Лечить горюхинцев было некому: лекарь в уезде был один, да и тот лечил всех одною банею — богатых веником, бедных паром. Бабы поили больных настоем из клюквы и грибов; те, кто выжил, плевались и просили водки. Водка, по наблюдению Авдея, помогала лучше, ибо после третьей чарки больной либо спал, либо уже не жаловался.
Болезнь отступила так же внезапно, как и пришла — после того как пригнали из города быка, зарезанного будто бы по обету, и съели его всем миром. От быка остались рога да копыта, а от болезни — память да присказка: «Горюхинская хворь — всем хворям мать: кто не умер, тот стал стихи писать».
Я, узнав о сём происшествии, задумался: не моя ли это вина? Не оттого ли мужики мои заговорили стихами, что я сам в молодости пробовал рифмовать? Но, вспомнив свою надпись к портрету Рюрика, успокоился: ибо рифмы мои не заразительны.
Глава VII. ЗАКЛЮЧИТЕЛЬНАЯ
Итак, благосклонный читатель, ты проследил за мною через все превратности горюхинской истории. Видел ты старост и приказчиков, тиранов и праведников, пожар и болезнь, набеги соседей и скудоумие властей. Чему же учит сие повествование? Увы, ничему.
Я полагал, что, написав историю моей отчины, обрету и славу летописца, и пользу для потомства. Но, перечитывая исписанные листы, вижу лишь одно: люди нигде не меняются. В Горюхине, как и в столице, есть добрые и злые, умные и глупые, пьяницы и труженики. Власть одного спасает, другого губит. Порядок без души есть тиранство, а душа без порядка — разорение.
Ныне, оставив попытки сочинять поэмы и трагедии, я живу в Горюхине тихо, оброк собираю умеренный, к мужикам хожу не с грозою, а с советом — и, признаться, они меня любят более, чем я того заслуживаю. Кормилица моя, ключница и советчица, вздыхает, глядя на мои занятия: «Всё пишешь, батюшка? А написал бы что-нибудь весёлое.
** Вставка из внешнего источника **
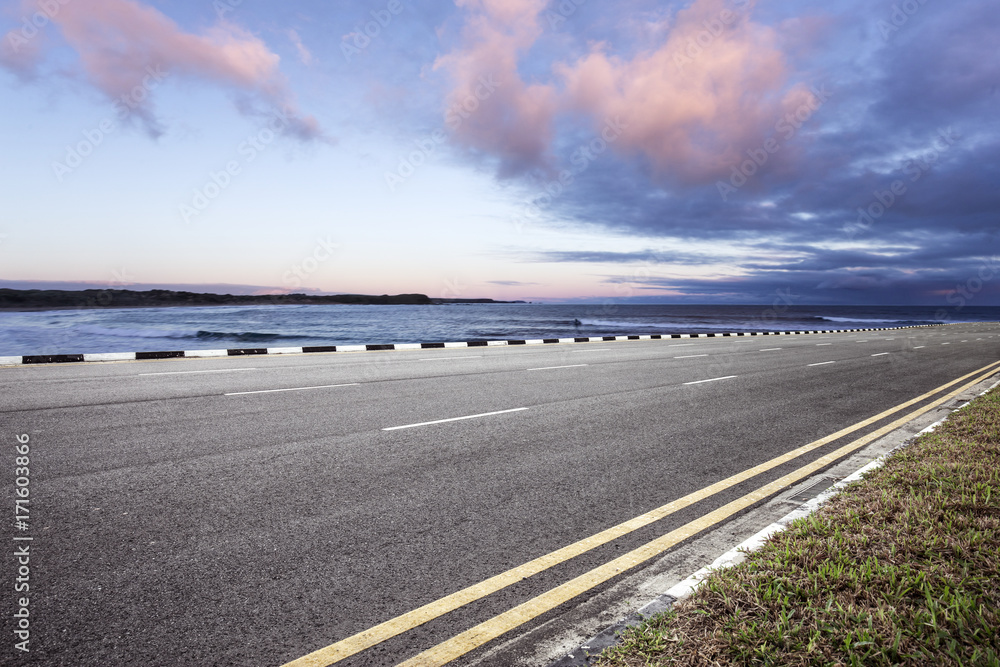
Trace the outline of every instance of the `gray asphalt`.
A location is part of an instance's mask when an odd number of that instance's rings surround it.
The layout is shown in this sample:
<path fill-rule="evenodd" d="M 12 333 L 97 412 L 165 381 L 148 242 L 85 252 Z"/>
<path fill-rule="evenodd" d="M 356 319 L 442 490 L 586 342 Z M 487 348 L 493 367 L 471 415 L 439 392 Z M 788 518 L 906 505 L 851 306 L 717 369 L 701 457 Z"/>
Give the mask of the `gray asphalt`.
<path fill-rule="evenodd" d="M 969 324 L 0 368 L 8 499 L 31 438 L 8 543 L 33 537 L 31 652 L 7 614 L 0 662 L 280 665 L 998 359 L 1000 325 Z M 396 664 L 791 468 L 339 664 Z"/>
А то всё про горе, да про село, да про историю. А история — она, батюшка, как овсяный кисель: вроде сытно, а ложку перевернёшь — течёт».
И я, Иван Петрович Белкин, бывший юнкер, помещик и недоучившийся историк, со всею искренностью подписываюсь под каждым её словом.
А если кто спросит, для чего я всё это писал, — отвечу просто: от нечего делать. Ибо лучшие книги, как и лучшие дела, родятся не от великих замыслов, а от скуки, праздности и любви к родному пепелищу.